Kollision von Wohnmobil und Lastwagen

Im konkreten Fall war ein Wohnmobil auf einer Landstraße mit einem Lastwagen kollidiert, der auf der Gegenspur unterwegs war. Nach dem Unfall zahlten die Versicherungen je 50 Prozent des Schadens. Dagegen klagte der Lkw-Fahrer und forderte den vollen Schaden­ersatz: Er sei ausgewichen und habe den Unfall dennoch nicht vermeiden können.

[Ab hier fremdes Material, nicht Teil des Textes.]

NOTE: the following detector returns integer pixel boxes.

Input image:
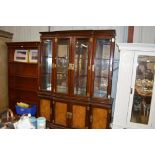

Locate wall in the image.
[0,26,48,42]
[0,26,127,42]
[133,26,155,44]
[0,37,11,113]
[0,26,128,104]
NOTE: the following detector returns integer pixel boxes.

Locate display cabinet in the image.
[38,30,115,128]
[112,44,155,128]
[0,30,13,114]
[7,42,40,112]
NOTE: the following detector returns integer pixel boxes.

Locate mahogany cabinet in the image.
[38,30,115,128]
[7,42,40,112]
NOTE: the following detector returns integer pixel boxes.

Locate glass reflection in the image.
[56,39,69,93]
[130,56,155,124]
[93,39,110,97]
[41,40,52,91]
[74,39,89,96]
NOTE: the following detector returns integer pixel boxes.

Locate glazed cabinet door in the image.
[55,38,70,94]
[39,40,53,91]
[53,101,68,127]
[70,104,89,129]
[92,38,113,98]
[39,99,52,121]
[90,106,110,129]
[71,38,91,96]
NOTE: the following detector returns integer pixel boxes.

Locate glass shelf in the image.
[40,40,52,91]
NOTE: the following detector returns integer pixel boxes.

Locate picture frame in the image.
[29,50,38,63]
[14,49,28,62]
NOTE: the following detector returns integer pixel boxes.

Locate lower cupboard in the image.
[40,99,111,129]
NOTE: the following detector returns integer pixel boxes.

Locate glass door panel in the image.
[93,39,110,97]
[74,38,89,96]
[130,55,155,124]
[41,40,52,91]
[56,39,70,93]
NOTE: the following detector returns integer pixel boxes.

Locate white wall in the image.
[0,26,48,42]
[0,26,127,42]
[133,26,155,44]
[0,26,128,104]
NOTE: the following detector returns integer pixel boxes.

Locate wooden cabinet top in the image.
[40,30,116,37]
[6,41,40,48]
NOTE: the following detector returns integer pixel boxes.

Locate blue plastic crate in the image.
[16,104,37,116]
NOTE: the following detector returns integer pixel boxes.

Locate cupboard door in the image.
[74,38,90,96]
[54,102,67,126]
[40,40,53,91]
[92,39,111,97]
[56,38,70,94]
[71,105,87,129]
[90,107,108,129]
[40,99,52,121]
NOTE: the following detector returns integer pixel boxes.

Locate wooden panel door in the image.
[90,107,109,129]
[71,104,88,129]
[40,99,52,121]
[54,102,68,126]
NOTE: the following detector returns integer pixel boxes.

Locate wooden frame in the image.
[38,30,115,128]
[29,49,38,63]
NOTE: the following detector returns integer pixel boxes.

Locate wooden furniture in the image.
[0,30,12,114]
[112,43,155,128]
[7,42,40,115]
[38,30,115,128]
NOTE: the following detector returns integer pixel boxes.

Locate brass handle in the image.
[92,65,94,72]
[52,63,56,69]
[68,63,74,70]
[67,112,73,119]
[90,115,93,122]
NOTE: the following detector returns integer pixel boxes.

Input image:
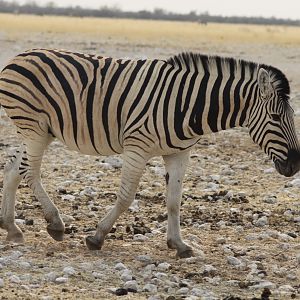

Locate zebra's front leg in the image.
[86,152,147,250]
[24,141,65,241]
[0,150,24,243]
[164,151,193,258]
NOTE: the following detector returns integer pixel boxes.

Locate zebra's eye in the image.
[271,114,281,122]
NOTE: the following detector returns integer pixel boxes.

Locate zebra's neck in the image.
[168,53,258,135]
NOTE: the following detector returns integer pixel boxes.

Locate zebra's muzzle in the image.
[275,150,300,177]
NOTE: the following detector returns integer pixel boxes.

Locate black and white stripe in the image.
[0,49,300,255]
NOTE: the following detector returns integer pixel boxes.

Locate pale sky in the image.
[9,0,300,20]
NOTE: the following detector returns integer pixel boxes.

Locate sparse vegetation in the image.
[0,14,300,46]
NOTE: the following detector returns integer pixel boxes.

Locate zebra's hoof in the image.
[85,235,103,250]
[47,226,64,242]
[176,248,195,258]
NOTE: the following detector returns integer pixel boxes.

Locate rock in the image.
[157,262,171,271]
[216,237,226,245]
[120,269,132,282]
[264,168,275,174]
[249,281,276,290]
[55,277,68,284]
[143,283,157,294]
[128,199,140,212]
[176,287,190,296]
[200,265,217,277]
[124,280,139,292]
[136,255,152,264]
[227,256,242,266]
[79,186,98,198]
[63,267,77,276]
[9,250,23,260]
[263,196,277,204]
[19,261,31,269]
[9,275,21,283]
[15,219,25,225]
[254,216,269,227]
[61,195,75,201]
[115,288,128,296]
[115,262,127,271]
[288,178,300,188]
[44,272,58,282]
[133,234,149,242]
[61,214,75,223]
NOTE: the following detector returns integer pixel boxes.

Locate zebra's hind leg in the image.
[24,136,65,241]
[164,151,193,258]
[0,150,24,243]
[86,152,148,250]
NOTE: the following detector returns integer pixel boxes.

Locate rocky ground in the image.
[0,28,300,300]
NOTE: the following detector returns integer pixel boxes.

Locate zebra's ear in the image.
[257,68,272,96]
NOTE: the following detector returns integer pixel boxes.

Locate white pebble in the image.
[254,216,269,227]
[61,195,75,201]
[176,287,190,295]
[9,250,23,260]
[63,267,76,276]
[227,256,242,266]
[61,214,75,223]
[45,272,58,282]
[55,277,68,284]
[115,262,127,271]
[249,281,276,290]
[157,262,171,271]
[19,261,31,269]
[136,255,152,263]
[9,275,21,283]
[124,280,139,291]
[143,283,157,294]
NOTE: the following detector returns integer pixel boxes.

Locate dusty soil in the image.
[0,25,300,300]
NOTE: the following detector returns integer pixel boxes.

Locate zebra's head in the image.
[248,66,300,177]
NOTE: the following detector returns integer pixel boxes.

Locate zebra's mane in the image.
[167,52,290,100]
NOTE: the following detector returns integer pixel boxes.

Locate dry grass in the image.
[0,14,300,46]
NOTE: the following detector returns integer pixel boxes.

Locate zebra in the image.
[0,49,300,258]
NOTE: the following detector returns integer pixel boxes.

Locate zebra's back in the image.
[0,49,176,155]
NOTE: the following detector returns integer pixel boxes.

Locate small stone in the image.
[227,256,242,266]
[176,287,190,296]
[288,178,300,187]
[216,237,226,244]
[254,216,269,227]
[200,265,217,277]
[115,288,128,296]
[9,275,21,283]
[157,262,171,271]
[124,280,139,292]
[115,262,127,271]
[55,277,68,284]
[133,234,149,242]
[9,250,23,260]
[45,272,58,282]
[63,267,76,276]
[249,281,276,290]
[61,195,75,201]
[25,219,34,226]
[61,214,75,223]
[143,283,157,294]
[263,196,277,204]
[19,261,31,269]
[136,255,152,264]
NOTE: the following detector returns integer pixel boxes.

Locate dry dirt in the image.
[0,19,300,300]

Verstoß gegen Rechtsfahrgebot durch den Fahrer des Wohnmobils

Das Gericht gab ihm Recht. Denn die Beweis­aufnahme ergab, dass der Fahrer des Wohnmobils gegen das Rechts­fahrgebot verstoßen habe. Auf Fotos sei durch Reifen­spuren erkennbar, dass der Lastwagen im Bereich der Kollision neben der Fahrbahn im Grün­streifen gefahren war. Durch die Ausmaße der Fahrzeuge ergebe sich eindeutig, dass sich das Wohnmobil auf der Fahrspur des Lkw befunden haben musste.

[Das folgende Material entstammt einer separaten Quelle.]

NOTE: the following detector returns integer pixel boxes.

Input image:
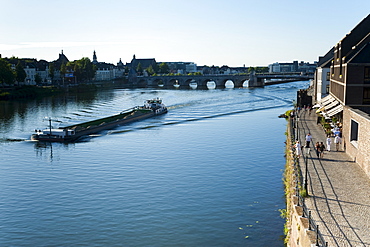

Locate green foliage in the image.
[279,208,288,219]
[0,58,15,84]
[48,63,55,80]
[66,57,96,82]
[0,86,60,100]
[136,62,144,75]
[146,65,155,75]
[159,63,170,74]
[15,61,27,82]
[35,73,42,84]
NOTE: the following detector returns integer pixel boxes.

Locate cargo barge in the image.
[31,98,167,142]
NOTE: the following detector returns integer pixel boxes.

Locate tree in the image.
[0,58,15,86]
[146,65,155,75]
[48,63,55,81]
[60,63,67,86]
[136,62,144,75]
[35,73,42,85]
[159,63,170,74]
[67,57,97,82]
[15,61,27,83]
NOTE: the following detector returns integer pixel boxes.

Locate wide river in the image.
[0,81,308,247]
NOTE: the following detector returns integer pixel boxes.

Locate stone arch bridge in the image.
[128,73,307,89]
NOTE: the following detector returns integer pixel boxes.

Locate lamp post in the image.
[304,147,311,195]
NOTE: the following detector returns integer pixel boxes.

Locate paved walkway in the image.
[298,111,370,247]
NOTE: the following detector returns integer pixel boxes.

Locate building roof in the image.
[348,42,370,63]
[317,47,334,68]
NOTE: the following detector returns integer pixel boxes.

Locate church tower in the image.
[93,50,98,64]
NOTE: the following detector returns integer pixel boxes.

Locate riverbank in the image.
[286,111,370,246]
[0,86,63,100]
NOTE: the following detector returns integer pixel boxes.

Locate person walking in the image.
[315,142,320,158]
[319,142,325,159]
[334,135,342,152]
[326,135,331,152]
[293,140,302,159]
[306,133,312,148]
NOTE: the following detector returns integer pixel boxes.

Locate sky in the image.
[0,0,370,67]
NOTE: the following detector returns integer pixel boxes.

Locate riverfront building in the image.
[315,15,370,177]
[269,61,317,74]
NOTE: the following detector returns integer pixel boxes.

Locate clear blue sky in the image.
[0,0,370,66]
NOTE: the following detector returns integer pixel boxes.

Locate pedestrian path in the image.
[297,111,370,247]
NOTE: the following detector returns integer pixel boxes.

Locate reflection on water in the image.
[0,82,307,247]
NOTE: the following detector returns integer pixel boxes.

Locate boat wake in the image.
[107,104,287,135]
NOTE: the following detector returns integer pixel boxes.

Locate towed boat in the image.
[31,98,167,142]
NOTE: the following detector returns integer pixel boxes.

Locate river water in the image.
[0,82,308,247]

Betriebsgefahr spielt in dem Fall keine Rolle

Entsprechend treffe den Wohnmobil­fahrer die alleinige Schuld. Zwar gehe von einem Lkw eine größere Betriebs­gefahr aus. Diese müsse aber vollständig hinter dessen Fehl­verhalten zurück­treten.

Das Gericht hielt fest: Das Rechts­fahrgebot einzuhalten, sei eine grund­legende und wichtige Sorgfalts­anforderung im Straßen­verkehr. Ein Verstoß sei schwer­wiegend und führe dazu, dass die Betriebs­gefahr des anderen Beteiligten vollständig zurück­tritt.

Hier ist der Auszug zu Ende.